Michelle Hanlon
Michelle Hanlon is the Howard W. Johnson Professor, a Professor of Accounting, and Deputy Dean for Faculty and Research at the MIT Sloan School of Management
Hanlon’s primary teaching at Sloan is the Taxes and Business Strategy class. She has won the Jamieson Prize for Excellence in Teaching, the MIT Sloan MBA Outstanding Teaching Award, and the MIT Teaching with Digital Technology Award. She has also taught introductory and intermediate financial accounting during her career.

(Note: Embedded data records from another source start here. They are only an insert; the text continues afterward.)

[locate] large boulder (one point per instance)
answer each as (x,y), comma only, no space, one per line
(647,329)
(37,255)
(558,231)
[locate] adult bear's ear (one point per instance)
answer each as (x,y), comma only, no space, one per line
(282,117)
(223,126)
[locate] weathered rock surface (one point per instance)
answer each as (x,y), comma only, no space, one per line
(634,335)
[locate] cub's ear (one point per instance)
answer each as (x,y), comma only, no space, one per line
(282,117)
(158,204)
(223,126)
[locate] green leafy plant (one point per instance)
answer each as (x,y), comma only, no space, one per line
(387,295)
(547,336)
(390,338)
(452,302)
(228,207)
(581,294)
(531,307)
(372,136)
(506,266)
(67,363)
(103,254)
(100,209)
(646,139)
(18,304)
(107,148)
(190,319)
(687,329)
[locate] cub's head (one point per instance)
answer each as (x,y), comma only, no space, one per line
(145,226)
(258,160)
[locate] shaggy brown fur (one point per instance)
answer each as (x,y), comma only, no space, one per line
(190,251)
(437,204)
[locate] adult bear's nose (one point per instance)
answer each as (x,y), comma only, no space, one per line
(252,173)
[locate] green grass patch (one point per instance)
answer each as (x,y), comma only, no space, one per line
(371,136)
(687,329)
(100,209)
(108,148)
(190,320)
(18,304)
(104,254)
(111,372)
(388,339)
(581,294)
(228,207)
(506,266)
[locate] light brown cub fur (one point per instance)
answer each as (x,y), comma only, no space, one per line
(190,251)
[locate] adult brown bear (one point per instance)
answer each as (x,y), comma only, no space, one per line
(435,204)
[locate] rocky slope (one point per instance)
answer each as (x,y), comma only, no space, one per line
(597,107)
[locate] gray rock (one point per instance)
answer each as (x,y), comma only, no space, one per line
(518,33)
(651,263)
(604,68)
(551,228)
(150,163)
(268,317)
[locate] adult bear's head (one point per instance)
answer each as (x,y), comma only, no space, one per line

Her research focuses primarily on taxation and the intersection of taxation and financial accounting. Much of her research examines corporate taxation and decision making, the effect of taxes on mergers and acquisitions, corporate tax avoidance and the reputational effects of tax avoidance, the economic consequences of U.S. international tax policies, book-tax conformity, and other topics. She has won numerous awards for her research including the Distinguished Contribution to the Accounting Literature Award from the American Accounting Association, the Outstanding Manuscript Award from the American Taxation Association (three times), and being named a Presidential Scholar of the American Accounting Association.
Hanlon served as an editor at one of the leading accounting research journals for fifteen years. She is a coauthor on three textbooks: 1) Financial Accounting, 2) Taxes and Business Strategy, and 3) Intermediate Accounting (all published by Cambridge Business Publishers).
Hanlon has testified in front of the U.S. Senate Committee on Finance and the U.S. House of Representatives Committee on Ways and Means regarding U.S. tax policy (twice to both committees). She worked as an Academic Fellow for the U.S. House Ways and Means (majority) tax staff (2015).
Hanlon holds a BBA from Eastern Illinois University, an MAcc from the University of Missouri-St. Louis, and a PhD from the University of Washington.